Se me hacía agua la boca.. “Para mientras comete unos zapotes y así vas a estar “feliz como una lombriz” hasta que llegue el almuerzo”, me calmó ella.
—¿Y el fresco? pregunté admirada.
—Ahh lo hacemos de arrayán, respondió.
—Síííí, dije contenta.
—Ya vas a ver que si el nance no les hace efecto a los varones, la acidez del arrayán los ajusta a las tareas del hogar. Eso me comentó una médium de Izalco. Le pondremos muy poca azúcar para conservarle el sabor.

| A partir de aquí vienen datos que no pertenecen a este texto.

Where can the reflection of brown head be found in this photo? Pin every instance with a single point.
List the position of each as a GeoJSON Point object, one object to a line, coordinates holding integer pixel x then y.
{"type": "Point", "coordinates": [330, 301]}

A la espera del almuerzo, hacía sol. El cielo se pincelaba en varios tonos de añil, al despertar emociones dormidas. Pensaba en esas recetas caseras para moldear los varones, como el barro de la alfarera, a los quehaceres diarios del hogar. Si alguna vez me agradara un niño, le ofrecería charamuscas de nance y fresco de arrayán sin azúcar antes de salir con él. De seguro, al absorber su savia, adoptaría una actitud menos viril hasta acoplarnos mejor al trabajo conjunto de casa. A la vida diaria de pareja y de amigos, en vez de haraganear como frijoles hinchados en la sopa. En el caldo de la sala.
Afuera, de nuevo, los árboles de aguacate los sacudían la luz del sol y las caricias del viento. La tranquilidad de la colonia apaciguaba los sentidos. Los techos de Santa Tecla los teñían tonos intensos, como los sonidos cotidianos del centro de la ciudad. Transcurría otro enero igual en su nombre y en su paisaje urbano. El mismo frío. Los escasos transeúntes en la madrugada nixtamalera. Siempre circulaban pausados bajo la sombra de la Luna creciente. De igual manera, la anciana vendedora rociaba mangos deshilachados de polvo ceniciento.
En su verdor lejano, yo imaginaba un proyecto futuro. Estudiaría química para extraer la sustancia activa de los frutos medicinales. Nancearía y arrayanaría a todos los varones hostiles al trabajo de casa. En su almíbar diluirían la pereza íntima en un afán aplicado. La esencia del nance y la del arrayán los redimiría del orgullo público. Andarían en casa barriendo, trapeando, lavando ropa, cocinando y vendiendo mangos en sustituto de la señora. Habría nixtamaleros como alcaldesa en esta ciudad al fin renovada. Quizás así, algún día soñé, el ciclo perenne de las temporadas lo perturbaría nuestro obrar, aun si ese cambio no persistiera sino el instante efímero de un siglo.